You’re young and healthy — or maybe you’re just short on funds — so you got a health insurance policy with low monthly premiums and a high deductible. Then you messed up your knee, or started having symptoms of heart trouble. But you postponed seeing a doctor because of what it would cost you.

That scenario is increasingly common. For the first time in 50 years, 90 percent of Americans have health insurance, but the growing popularity of high-deductible plans is forcing people to skip or skimp on needed health care, according to recent research.

Nearly 30 percent of people with high-deductible health plans ($1,500 or more per person) went without medical care because they couldn’t afford it, according to a May 2015 study from Families USA, a nonpartisan healthcare policy group based in New York City. And 14.2 percent of them bypassed the prescriptions drugs they needed as well.

Related: Open Enrollment: How Obamacare Could Affect Your Wallet in 2016

High-deductible plans may work well in some cases.
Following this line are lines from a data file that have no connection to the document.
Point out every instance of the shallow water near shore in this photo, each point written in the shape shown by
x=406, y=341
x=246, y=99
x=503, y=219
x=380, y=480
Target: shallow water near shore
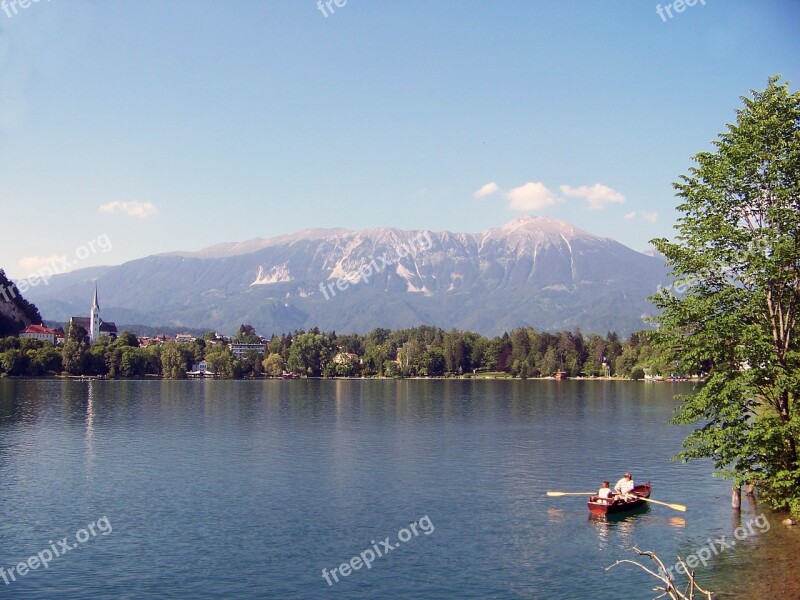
x=244, y=489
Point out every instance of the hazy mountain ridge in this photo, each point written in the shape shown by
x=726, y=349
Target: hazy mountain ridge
x=531, y=271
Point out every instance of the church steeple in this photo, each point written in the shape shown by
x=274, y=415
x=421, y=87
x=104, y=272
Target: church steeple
x=94, y=318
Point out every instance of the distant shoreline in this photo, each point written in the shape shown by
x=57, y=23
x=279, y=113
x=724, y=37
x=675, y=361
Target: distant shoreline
x=4, y=376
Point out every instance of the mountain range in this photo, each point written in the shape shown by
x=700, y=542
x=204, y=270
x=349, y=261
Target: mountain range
x=532, y=271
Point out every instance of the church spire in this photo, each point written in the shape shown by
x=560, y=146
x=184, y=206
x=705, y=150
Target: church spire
x=94, y=319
Some people are able to set aside savings and spend on healthcare until they meet their deductible, says Cheryl Fish-Parcham, MSW, private insurance program director for Families USA. “They do fine in high deductible plans,” she says.

But she notes the plans are bad news for people without sufficient savings. “The cost of care before reaching the deductible really deters them from getting care,” says Fish-Parcham. “They can’t afford it.”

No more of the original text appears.